Computational neuroanatomy of interoception.

The schematic above shows the form of the neuronal message passing implied by active inference for the generative model depicted in Fig 2. We have related this to the anatomical networks that could implement these inferences. The sensory observations in our simulations are visual and interoceptive (cardiac). These sensations are carried by cranial nerves II and IX respectively. Cranial nerve II targets the superior colliculus in the midbrain.
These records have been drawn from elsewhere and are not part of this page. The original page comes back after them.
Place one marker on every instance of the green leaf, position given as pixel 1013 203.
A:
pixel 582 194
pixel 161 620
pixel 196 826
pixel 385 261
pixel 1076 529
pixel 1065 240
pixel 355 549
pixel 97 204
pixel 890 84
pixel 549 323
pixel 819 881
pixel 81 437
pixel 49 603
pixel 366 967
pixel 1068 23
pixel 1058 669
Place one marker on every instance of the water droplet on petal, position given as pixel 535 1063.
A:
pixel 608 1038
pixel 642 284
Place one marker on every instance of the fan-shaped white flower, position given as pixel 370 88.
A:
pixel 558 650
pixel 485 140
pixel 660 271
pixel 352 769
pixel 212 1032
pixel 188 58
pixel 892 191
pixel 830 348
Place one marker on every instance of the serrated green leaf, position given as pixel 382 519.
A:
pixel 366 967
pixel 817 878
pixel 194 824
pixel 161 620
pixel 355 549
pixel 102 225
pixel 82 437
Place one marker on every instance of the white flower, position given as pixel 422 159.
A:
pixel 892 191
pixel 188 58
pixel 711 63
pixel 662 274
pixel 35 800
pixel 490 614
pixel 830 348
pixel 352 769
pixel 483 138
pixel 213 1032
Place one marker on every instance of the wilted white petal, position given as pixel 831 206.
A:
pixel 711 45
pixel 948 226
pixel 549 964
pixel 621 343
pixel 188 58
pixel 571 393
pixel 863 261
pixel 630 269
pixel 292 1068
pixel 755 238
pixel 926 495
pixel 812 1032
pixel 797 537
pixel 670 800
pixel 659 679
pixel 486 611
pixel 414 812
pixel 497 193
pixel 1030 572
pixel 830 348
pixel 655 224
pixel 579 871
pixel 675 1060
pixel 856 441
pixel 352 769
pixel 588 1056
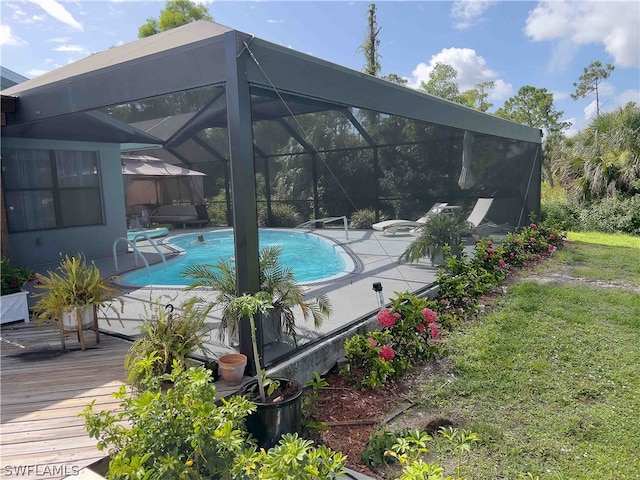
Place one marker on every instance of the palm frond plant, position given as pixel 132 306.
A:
pixel 166 336
pixel 276 280
pixel 75 283
pixel 439 230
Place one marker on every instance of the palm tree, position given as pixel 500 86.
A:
pixel 605 157
pixel 277 281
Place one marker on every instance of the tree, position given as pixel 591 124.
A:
pixel 371 43
pixel 174 14
pixel 393 78
pixel 590 81
pixel 477 96
pixel 612 164
pixel 442 82
pixel 533 107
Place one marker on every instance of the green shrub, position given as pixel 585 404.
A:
pixel 612 215
pixel 181 433
pixel 363 219
pixel 556 208
pixel 293 458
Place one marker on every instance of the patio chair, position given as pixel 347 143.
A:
pixel 477 222
pixel 392 226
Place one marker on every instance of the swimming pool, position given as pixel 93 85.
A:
pixel 312 257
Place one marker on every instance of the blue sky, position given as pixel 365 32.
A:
pixel 543 44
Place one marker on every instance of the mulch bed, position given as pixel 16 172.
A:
pixel 354 414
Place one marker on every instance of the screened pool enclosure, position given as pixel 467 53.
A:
pixel 281 134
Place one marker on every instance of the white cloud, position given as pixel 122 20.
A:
pixel 35 72
pixel 33 19
pixel 573 129
pixel 72 48
pixel 612 24
pixel 627 96
pixel 502 90
pixel 560 95
pixel 57 11
pixel 471 68
pixel 606 88
pixel 7 38
pixel 466 13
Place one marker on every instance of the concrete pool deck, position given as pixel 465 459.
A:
pixel 352 296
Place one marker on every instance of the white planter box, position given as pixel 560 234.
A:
pixel 14 307
pixel 70 319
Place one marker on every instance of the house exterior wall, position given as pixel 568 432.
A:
pixel 45 246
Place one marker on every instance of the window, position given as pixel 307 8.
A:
pixel 47 189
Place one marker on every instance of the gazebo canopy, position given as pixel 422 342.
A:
pixel 275 128
pixel 168 88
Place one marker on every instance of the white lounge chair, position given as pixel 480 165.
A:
pixel 392 226
pixel 477 222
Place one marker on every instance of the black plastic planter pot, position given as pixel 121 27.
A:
pixel 272 420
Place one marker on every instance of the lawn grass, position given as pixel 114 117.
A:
pixel 549 379
pixel 604 257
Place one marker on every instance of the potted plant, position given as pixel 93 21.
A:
pixel 278 282
pixel 279 400
pixel 167 337
pixel 439 230
pixel 73 295
pixel 14 304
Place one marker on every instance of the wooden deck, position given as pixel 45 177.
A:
pixel 43 389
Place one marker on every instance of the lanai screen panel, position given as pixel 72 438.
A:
pixel 342 160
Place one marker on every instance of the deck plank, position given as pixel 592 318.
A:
pixel 43 389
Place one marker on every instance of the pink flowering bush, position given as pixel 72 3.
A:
pixel 405 338
pixel 371 360
pixel 409 328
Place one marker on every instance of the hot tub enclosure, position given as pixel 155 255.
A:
pixel 274 130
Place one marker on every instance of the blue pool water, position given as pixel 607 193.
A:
pixel 311 257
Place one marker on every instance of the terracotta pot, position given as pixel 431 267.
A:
pixel 231 367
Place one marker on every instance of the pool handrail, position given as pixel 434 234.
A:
pixel 328 220
pixel 137 252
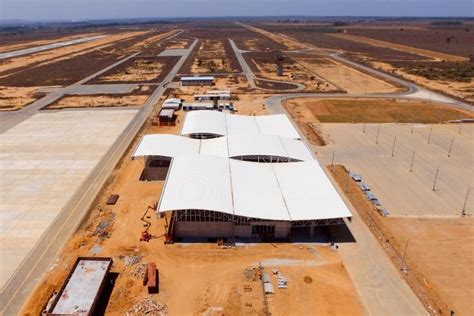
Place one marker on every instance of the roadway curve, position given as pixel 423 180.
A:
pixel 251 76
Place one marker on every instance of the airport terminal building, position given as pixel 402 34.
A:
pixel 248 178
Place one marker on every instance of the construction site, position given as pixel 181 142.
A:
pixel 234 167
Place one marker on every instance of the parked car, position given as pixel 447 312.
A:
pixel 356 177
pixel 382 211
pixel 364 187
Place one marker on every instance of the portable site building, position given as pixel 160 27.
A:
pixel 197 81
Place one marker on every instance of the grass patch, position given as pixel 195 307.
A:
pixel 382 111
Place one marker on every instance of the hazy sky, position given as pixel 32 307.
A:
pixel 94 9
This structure sends short latency visual data to the amygdala, which is well placed to make inferences about emotionally salient stimuli. The amygdala additionally receives downstream visual data from the ventral visual stream in the temporal lobe. Cranial nerve IX carries information from the carotid sinus baroreceptors to the nucleus tractus solitarus in the brainstem. This nucleus communicates with the posterior insula (via thalamic and PAG relays); the anterior cingulate monitors and controls the precision of this ascending visceral information via neuromodulation, possibly via feedback through noradrenergic pathways (not shown). The posterior insula and amygdala interact with one another but also project to the anterior insula. This targets the nucleus ambiguus (via brainstem relays such as the periaqueductal gray), which gives rise to the vagus (X) nerve. The vagus nerve targets neurons in the cardiac plexus that project to both the sinoatrial node and the atrioventricular node of the heart, slowing its rhythm. The nucleus tractus solitarus additionally participates in a reflex loop implicating the sympathetic control of the cardiac cycle, but this is omitted for simplicity. The functional anatomy suggested here implies the anterior insula might play a similar computational role in autonomic policy selection to the basal ganglia in selection of policies involving the skeletal muscles [114]. Note that inscribed directed influences (blue arrows), are not assumed to be monosynaptic–for simplicity, many intermediary relay nodes have been omitted.